Did you know that most homes can develop basement wall leaks within 10 to 15 years from their construction? This has become a frequent complaint among homeowners. Also, according to the American Society of Home Inspectors, traditional basement waterproofing methods have not passed the test of time. So, what is the usual course of action taken to solve such a problem? Waterproofing contractors are usually called upon to install standard interior drains with a sump pump or to recommend excavating down to the footers and do some waterproofing work on the foundation walls on the exterior. Though these solutions sound good, they are not cheap, where the average exterior waterproofing service will cost you tens of thousands of dollars and interior perimeter drains will cost you about six thousand dollars. This is where doing the work yourself is a more cost-effective option. Fixing a leak on your basement wall can be accomplished with a little waterproofing know-how and with the best products for the project.

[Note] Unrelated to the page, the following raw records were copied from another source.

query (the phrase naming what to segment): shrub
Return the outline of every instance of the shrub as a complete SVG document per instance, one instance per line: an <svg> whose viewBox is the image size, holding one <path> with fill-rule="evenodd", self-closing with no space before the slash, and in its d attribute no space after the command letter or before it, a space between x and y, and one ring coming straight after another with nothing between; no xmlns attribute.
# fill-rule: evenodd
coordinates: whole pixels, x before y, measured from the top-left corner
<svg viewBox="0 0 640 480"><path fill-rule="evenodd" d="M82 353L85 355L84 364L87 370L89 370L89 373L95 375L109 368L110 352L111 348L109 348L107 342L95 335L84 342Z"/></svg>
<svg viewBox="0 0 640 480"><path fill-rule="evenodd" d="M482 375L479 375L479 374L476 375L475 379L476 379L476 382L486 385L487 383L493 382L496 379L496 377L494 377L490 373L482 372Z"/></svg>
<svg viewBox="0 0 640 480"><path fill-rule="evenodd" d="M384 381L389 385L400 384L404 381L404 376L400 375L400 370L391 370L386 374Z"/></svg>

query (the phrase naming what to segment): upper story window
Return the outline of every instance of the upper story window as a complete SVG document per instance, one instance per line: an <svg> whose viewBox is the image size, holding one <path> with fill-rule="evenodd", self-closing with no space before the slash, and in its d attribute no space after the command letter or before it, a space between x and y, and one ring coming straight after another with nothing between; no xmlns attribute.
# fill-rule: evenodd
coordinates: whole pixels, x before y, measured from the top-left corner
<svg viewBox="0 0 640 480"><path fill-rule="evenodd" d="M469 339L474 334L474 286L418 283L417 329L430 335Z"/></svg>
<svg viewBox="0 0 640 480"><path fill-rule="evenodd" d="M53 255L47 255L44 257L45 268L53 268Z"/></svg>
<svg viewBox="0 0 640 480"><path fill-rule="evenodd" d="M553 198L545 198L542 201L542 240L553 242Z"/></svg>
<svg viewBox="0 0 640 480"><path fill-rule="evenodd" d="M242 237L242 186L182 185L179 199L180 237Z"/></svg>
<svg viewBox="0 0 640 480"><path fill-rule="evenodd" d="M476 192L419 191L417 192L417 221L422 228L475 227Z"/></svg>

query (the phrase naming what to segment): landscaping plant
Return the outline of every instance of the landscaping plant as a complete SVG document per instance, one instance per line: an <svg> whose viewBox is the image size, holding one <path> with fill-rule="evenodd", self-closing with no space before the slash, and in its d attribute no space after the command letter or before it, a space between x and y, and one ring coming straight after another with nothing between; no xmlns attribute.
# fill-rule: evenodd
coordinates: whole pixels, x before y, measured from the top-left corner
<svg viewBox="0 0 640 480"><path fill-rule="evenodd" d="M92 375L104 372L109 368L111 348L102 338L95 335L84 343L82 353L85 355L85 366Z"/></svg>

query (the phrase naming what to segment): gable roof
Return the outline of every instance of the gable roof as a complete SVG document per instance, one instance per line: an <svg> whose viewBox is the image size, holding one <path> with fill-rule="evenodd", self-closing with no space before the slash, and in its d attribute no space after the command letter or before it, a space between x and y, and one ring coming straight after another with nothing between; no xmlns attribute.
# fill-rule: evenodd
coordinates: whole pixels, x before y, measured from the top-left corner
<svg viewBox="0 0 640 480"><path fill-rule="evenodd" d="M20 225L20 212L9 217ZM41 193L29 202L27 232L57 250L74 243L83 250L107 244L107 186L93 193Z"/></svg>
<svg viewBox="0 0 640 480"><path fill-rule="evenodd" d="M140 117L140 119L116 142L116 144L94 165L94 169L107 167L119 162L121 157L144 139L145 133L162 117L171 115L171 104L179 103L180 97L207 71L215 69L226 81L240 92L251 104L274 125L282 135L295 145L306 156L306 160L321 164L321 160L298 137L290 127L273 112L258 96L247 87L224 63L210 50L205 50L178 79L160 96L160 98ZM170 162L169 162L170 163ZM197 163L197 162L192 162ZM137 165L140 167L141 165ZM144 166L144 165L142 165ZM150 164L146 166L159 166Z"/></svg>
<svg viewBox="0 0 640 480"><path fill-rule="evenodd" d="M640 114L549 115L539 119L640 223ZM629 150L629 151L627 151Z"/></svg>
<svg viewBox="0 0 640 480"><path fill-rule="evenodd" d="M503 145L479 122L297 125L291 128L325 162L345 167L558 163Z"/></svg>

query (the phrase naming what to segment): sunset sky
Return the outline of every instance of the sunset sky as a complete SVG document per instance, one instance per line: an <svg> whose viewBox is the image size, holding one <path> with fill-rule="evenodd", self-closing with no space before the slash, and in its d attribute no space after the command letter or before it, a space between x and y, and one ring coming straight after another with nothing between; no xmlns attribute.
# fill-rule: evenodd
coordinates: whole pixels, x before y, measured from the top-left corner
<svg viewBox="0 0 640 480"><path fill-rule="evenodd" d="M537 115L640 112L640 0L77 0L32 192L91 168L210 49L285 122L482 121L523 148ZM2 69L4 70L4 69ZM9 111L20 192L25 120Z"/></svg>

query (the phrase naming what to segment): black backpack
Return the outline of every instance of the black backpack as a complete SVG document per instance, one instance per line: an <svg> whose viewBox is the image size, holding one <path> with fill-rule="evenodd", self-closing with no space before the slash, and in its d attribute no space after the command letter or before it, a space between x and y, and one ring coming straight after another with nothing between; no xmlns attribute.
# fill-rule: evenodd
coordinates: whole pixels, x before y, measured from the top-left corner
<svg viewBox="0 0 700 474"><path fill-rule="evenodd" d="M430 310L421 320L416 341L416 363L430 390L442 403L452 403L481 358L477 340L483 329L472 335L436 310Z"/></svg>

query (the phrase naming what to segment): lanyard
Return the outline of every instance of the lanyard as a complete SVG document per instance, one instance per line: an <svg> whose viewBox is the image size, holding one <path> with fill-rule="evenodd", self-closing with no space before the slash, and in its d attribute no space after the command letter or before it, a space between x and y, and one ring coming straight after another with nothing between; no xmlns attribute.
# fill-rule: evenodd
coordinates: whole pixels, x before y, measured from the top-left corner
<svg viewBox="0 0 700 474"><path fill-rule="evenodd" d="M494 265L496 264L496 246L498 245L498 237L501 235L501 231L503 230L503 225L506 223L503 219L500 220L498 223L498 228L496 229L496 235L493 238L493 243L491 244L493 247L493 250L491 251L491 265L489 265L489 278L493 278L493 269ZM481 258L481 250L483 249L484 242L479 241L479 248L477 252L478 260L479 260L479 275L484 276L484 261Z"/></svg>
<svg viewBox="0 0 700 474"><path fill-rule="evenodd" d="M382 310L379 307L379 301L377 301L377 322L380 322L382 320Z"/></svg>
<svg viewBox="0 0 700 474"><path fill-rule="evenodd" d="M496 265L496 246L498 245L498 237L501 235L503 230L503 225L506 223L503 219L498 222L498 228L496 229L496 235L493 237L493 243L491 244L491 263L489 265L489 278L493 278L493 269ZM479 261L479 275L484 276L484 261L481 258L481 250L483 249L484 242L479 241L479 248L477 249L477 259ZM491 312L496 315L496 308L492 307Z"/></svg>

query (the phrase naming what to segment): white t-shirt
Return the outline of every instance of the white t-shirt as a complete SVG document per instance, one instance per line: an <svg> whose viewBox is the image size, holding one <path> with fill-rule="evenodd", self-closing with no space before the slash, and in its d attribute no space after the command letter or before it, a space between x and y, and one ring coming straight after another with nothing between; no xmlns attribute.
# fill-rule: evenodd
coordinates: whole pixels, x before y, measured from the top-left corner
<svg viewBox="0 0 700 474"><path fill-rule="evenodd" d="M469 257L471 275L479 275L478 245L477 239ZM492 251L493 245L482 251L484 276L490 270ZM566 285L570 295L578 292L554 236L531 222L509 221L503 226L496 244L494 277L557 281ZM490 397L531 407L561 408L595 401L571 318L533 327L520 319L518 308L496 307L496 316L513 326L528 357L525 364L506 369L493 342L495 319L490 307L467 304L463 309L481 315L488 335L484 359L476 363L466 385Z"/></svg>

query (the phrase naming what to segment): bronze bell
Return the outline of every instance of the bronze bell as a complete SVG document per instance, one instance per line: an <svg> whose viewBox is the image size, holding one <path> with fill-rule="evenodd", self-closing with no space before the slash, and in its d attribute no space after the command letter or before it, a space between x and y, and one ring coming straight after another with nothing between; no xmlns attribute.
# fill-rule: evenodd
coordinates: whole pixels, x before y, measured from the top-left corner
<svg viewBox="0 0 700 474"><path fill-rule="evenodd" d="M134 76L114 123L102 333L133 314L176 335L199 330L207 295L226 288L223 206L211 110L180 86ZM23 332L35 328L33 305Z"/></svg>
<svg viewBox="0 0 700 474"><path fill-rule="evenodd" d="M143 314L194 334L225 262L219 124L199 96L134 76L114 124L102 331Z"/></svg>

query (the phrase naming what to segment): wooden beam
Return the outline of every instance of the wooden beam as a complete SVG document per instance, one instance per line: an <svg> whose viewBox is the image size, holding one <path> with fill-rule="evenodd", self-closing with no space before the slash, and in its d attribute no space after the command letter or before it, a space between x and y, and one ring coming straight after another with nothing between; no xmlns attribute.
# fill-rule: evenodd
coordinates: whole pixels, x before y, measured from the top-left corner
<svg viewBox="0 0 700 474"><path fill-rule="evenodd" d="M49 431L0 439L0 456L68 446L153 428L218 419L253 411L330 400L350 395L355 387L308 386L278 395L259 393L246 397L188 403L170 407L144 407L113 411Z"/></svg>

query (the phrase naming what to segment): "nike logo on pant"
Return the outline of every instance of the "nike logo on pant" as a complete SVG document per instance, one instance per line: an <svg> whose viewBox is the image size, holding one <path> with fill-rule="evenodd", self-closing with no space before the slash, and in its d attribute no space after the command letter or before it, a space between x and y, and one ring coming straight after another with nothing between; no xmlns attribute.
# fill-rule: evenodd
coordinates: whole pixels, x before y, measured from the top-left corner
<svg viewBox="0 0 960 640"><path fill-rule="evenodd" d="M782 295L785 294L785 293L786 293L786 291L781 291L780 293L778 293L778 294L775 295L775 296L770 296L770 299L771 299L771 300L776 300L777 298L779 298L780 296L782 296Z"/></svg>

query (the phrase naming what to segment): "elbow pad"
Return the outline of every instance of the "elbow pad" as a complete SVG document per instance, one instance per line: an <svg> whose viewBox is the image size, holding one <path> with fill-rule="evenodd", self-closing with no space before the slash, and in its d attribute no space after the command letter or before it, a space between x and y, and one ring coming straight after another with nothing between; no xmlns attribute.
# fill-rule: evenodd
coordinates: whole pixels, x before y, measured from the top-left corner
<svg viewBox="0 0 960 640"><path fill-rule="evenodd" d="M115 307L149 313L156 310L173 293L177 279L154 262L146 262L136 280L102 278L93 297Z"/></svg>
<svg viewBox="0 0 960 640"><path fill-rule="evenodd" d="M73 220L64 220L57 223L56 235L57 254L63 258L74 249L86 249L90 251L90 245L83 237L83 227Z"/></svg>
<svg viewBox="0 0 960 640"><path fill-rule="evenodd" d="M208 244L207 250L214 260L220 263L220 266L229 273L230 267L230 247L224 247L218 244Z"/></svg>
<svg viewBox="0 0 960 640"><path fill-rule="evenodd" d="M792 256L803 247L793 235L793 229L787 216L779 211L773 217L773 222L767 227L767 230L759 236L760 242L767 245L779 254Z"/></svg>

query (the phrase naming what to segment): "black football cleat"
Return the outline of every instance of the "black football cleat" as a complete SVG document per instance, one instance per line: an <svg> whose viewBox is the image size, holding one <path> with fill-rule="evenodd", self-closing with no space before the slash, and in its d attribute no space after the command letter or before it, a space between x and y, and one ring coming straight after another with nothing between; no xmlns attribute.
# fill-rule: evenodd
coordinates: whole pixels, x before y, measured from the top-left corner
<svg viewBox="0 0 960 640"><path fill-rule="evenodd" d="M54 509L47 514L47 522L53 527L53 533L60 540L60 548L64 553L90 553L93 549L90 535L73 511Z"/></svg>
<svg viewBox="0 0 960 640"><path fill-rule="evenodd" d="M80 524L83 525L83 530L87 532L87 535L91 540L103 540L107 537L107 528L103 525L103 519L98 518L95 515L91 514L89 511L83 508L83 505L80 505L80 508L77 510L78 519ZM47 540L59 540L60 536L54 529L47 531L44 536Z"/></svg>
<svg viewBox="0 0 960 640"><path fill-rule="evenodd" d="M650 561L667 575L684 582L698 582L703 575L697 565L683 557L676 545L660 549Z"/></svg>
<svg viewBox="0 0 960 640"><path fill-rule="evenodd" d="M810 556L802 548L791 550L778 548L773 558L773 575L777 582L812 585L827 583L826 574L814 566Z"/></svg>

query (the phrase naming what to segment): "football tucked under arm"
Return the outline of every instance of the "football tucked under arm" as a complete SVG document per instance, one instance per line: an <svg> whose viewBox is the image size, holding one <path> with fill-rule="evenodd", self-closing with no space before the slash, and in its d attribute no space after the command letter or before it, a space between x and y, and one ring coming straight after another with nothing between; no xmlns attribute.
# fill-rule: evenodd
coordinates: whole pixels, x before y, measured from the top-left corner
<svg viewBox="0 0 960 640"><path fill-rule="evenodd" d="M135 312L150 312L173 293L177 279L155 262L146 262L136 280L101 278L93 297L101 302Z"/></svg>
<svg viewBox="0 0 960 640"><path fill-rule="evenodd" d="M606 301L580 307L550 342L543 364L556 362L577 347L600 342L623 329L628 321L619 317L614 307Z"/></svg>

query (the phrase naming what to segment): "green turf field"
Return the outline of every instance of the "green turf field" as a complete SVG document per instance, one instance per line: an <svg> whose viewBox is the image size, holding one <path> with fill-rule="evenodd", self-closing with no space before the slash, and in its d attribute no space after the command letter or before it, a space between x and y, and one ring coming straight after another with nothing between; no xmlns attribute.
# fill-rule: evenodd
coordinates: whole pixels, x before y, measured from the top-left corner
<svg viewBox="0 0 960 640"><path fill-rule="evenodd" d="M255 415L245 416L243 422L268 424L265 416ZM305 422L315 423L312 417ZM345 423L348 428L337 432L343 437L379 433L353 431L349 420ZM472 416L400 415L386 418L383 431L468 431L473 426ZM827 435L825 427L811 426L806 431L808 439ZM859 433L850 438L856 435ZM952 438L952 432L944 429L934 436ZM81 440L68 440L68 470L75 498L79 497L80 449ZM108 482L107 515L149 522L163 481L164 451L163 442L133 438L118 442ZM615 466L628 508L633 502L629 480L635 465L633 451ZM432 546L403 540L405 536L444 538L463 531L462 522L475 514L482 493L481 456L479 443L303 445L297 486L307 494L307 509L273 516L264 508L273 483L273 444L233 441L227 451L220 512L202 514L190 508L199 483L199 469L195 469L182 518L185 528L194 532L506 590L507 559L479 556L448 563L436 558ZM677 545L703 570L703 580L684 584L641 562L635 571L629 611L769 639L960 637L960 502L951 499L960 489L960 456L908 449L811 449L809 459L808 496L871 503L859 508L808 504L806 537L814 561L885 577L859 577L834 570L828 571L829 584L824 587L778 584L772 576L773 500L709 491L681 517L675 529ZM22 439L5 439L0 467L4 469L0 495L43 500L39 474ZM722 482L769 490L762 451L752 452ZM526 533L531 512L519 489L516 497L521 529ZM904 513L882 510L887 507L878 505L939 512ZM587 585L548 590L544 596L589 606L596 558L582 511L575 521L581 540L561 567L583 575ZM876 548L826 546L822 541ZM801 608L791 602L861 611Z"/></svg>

1. Find Where The Water Is Coming From.
By knowing why your basement wall leaks and locating the source can make the job surprisingly simple and inexpensive. This step includes knowing the common leak causes and using the best product solutions. The first line of defense in basement wall waterproofing should always be made on the exterior. You can try checking if your home properly diverts rainwater from the wall’s foundation by looking into your gutters, grading and downspout extensions to see if there are any damage. These simple steps can be the end-all solution and can go a long way.
2. Stop Water Seepage If You Have a Leaky Floor-To-Wall Joint.
Water coming up from the corner floor-to-wall joint or pushing up from underneath the slab is a very common complaint from homeowners, and if this is your case, here are tips that you should follow:
Usually, while water will migrate through a poured concrete wall, it will sink and come out at the bottom of your wall. If you have concrete blocks, the hollow cavities would fill up with the highest pressure being at the bottom of the water column. Now, it would seem like the water is coming up from the floor-to-wall joint. One easy way to solve this problem is simply sealing the walls with the deep-penetrating sealer to stop the water migration.
You would also experience water building up outside the foundation and seeping through the joint where your wall sits on the footing and up through the joint connecting the floor and the wall. A solution to this problem is chasing the joint a half inch deep with a hand-held grinder and filling the joint using a crack filler to provide a flexible joint. Another way to fix it is to inject the joint with an easy-peel foundation crack repair kit, where the expanding polyurethane would seal the leaky joint.
3. Repair The Cracks You Find.
Most types of houses, both old and new, will develop some cracks in the foundation of their walls. And if you see that a crack is not leaking, keep in mind that it will only be a matter of time until it does, as the exterior coating for waterproofing will gradually deteriorate. So, if this is your situation, you should take action as soon as possible to repair it and avoid water damage and potential growth of mold.
When it comes to repairing a foundation crack, keep in mind that temporary fixes simply do not last. Caulk will peel, and hydraulic cement does not bond properly to concrete, eventually getting loose someday and letting the water to seep in. Though working on this kind of home maintenance project by yourself might appear daunting or difficult, it is surprisingly quite easy. You can just apply a professional and DIY concrete crack repair kits to get the job done like a pro!
4. Waterproof Your Walls.
If your foundation walls appear to be wet or begin seeping water only when rain pours heavily or if you notice spots of efflorescence (also known as white powder) on the concrete surface, which is a sign of capillary water seepage, then it would be high time to act before the problem gets worse and more difficult to repair. In the case of a wall already wet or leaking, allow the concrete to dry out first before you start anything to ensure the best waterproofing results. You can speed up the drying process by drilling weeping holes in the bottom of the concrete blocks and installing a fan in the area to hasten evaporation. Once the concrete is sufficiently dry, you should seal your foundation walls with a deep-penetrating concrete sealer. This type of seal is always a very effective solution, unlike cementitious coatings, waterproofing paints and membrane coatings that will eventually crack, peel or loosen, as they will be pushed off by hydrostatic water pressure and white powder.
Eventually, about after two years or more, these concrete coatings or paints would fail, requiring you to reapply them again. As for the deep-penetrating sealer, it cannot be budged by negative side water pressure and efflorescence, as it works by penetrating deep (up to 4 inches) into the concrete, expands inside the pores and cures as a mineral. Once applied, it will be permanent as a waterproofing solution against vapor, water seepage and even radon gas—it combines concrete preservation, damp proofing, waterproofing and radon mitigation in one product!
If you have clay brick walls, you can instead use a brick and masonry sealer, which can penetrate deep into porous bricks and mortar, cure like a plastic and never crack or peel because it does not form a surface film and is permanent. Also like the deep-penetrating sealer, this material is very effective in holding back hydrostatic pressure and in hardening and strengthening bricks and mortar.
By following all these tips, you will be able to fix a leak on your basement wall and keep it dry for a long time.